Unlike many traditional database products, PostgreSQL does not assume or even prefer that the majority of the memory on the system be allocated for its use. Most reads and writes from the database are done using standard operating system calls that allow the operating system's cache to work in its usual fashion. In some configurations WAL writes will bypass the OS cache, that's the main exception.
If you're used to a database where most system RAM is given to the database and the OS cache is bypassed using approaches such as synchronous and direct writes, you don't want to set up PostgreSQL the same way. It will be downright counterproductive in some areas. For example, PostgreSQL's stores commit log information in the pg_clog directory. This data is both written to and read from regularly, and it's assumed that the operating system will take care of optimizing that access. If you intentionally bypass PostgreSQL's intentions by using mounting tricks to convert writes to synchronous or direct, you may discover some unexpected performance regressions due to this issue, among others.

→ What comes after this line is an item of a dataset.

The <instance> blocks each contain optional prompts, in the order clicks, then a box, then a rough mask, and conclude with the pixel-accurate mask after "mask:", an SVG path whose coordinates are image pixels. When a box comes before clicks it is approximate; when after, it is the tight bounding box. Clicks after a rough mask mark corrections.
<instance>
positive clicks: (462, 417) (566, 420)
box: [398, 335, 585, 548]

So why not just give all the RAM to the OS to manage? The main reason that the PostgreSQL shared buffer cache can do better than the operating system is the way it keeps a usage count of buffers. This allows buffers to get a "popularity" score from 0 to 5, and the higher the score the less likely it is that those buffers will leave the cache. The way this works, whenever the database is looking for something to evict to make more space for data it needs, it decreases that usage count. Every increase in usage count makes that block harder to get rid of. The implementation used is called a clock-sweep algorithm.
Typical operating system caches will only give any buffer one or two chances before that data is evicted, typically with some form of LRU algorithm. If your database has data in it that accumulates a high usage count, it's likely that data is being served better staying in the database's shared RAM than in the operating systems.
There are also some optimizations to the PostgreSQL buffer cache to deal with large queries, such as sequential scans of the entire database and VACUUM, which lets it hold onto important data that's likely to be blown out of the operating system cache as part of doing that job.